Partners for a Healthy Baby

Full Review & Ratings
Two star rating graphicMinimal Evidence

Relationships with Parents and Families: The curriculum provides general guidance on building relationships with families. The "User's Guide" includes a brief section called "How Do I Build a Trusting Relationship?" with some general tips for building a trusting relationship with families (e.g., "keep their confidences," "respect their culture and values"). The "User's Guide" states, "To fulfill your role, you must first be able to establish warm, supportive, and empowering relationships with families whose culture, beliefs, values, and priorities may not be the same as your own. Establishing a good relationship with each family is key to your effectiveness." However, the curriculum does not offer specific guidance for supporting a relationship-building process between home visitors and families that is integrated throughout the curriculum materials. 

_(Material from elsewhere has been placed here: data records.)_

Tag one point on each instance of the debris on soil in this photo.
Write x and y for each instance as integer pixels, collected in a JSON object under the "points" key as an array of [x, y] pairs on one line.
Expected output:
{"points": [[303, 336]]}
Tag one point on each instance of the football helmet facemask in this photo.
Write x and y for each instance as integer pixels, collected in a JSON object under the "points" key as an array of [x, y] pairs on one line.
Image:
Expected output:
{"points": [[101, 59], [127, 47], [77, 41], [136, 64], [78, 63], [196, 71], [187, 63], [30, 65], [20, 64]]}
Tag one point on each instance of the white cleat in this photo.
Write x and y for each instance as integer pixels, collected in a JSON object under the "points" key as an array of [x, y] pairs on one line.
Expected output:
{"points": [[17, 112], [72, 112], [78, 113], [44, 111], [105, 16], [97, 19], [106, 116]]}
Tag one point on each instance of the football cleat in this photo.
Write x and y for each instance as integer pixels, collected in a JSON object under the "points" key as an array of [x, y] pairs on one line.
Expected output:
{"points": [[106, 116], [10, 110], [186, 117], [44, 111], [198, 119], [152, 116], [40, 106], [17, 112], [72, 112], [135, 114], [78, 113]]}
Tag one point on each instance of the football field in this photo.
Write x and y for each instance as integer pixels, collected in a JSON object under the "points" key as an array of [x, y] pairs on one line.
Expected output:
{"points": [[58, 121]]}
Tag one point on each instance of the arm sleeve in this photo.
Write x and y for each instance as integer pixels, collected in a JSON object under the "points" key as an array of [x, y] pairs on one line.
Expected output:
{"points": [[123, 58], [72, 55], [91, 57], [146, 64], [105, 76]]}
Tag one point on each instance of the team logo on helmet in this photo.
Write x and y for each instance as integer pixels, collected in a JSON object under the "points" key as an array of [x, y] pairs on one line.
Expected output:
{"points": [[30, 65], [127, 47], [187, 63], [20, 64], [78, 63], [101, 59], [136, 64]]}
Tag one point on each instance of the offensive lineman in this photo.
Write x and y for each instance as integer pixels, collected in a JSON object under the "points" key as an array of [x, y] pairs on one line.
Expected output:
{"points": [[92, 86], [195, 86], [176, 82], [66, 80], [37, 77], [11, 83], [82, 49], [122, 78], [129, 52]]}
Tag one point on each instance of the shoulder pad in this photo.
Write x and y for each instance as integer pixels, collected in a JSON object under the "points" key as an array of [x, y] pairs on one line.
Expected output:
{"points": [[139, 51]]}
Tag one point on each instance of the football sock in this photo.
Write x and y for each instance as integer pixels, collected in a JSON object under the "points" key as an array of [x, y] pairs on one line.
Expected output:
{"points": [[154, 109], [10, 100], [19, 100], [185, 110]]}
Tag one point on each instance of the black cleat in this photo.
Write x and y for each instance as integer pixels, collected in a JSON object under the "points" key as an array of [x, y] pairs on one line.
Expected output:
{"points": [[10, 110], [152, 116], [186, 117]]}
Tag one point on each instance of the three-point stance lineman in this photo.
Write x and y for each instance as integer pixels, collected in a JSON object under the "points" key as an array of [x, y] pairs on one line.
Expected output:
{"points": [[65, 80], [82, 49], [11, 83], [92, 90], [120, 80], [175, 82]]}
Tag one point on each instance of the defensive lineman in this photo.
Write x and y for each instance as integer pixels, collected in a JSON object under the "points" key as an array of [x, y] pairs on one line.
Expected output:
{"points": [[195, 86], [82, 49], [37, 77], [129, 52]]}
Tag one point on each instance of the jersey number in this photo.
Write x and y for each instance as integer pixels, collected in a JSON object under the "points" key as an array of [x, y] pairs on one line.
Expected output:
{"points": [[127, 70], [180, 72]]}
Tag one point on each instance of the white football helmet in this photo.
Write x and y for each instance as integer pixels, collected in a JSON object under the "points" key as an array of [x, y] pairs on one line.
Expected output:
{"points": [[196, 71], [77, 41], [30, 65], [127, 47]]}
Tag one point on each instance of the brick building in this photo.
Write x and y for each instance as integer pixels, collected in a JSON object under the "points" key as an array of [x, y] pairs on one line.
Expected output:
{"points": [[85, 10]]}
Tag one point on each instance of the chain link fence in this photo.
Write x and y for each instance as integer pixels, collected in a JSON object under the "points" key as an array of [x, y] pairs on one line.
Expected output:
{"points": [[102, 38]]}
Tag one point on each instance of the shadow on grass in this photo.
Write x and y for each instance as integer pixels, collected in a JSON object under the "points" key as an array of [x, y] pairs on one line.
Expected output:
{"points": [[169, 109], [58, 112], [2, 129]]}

Responsive Interactions with Parents and Families: The "User's Guide" briefly describes the importance of responding to a family's concerns during a home visit. It provides some general tips and reflection questions to promote responsive interactions with families (e.g., "Inquire about any immediate needs or concerns," "Address the family's concern first," "Did I attend to what the family was telling me with their words and non-verbal cues?"). In addition, the "Detailed Information Pages" provide open-ended questions home visitors can use with the family to start conversations. However, there is little room in the "Detailed Information Pages" for home visitors to actively respond to families' unique needs, and the home visit planning process does not involve families. Additionally, little consideration is given to how home visitors engage in responsive interactions with diverse families. 

Peer Support: Partners for a Healthy Baby includes several parent handouts and "Detailed Information Pages" that discuss the importance of social support for families (e.g., "Circle of Support for My Baby and Me"). However, no explicit guidance is provided on how home visitors can gather families together for group socializations.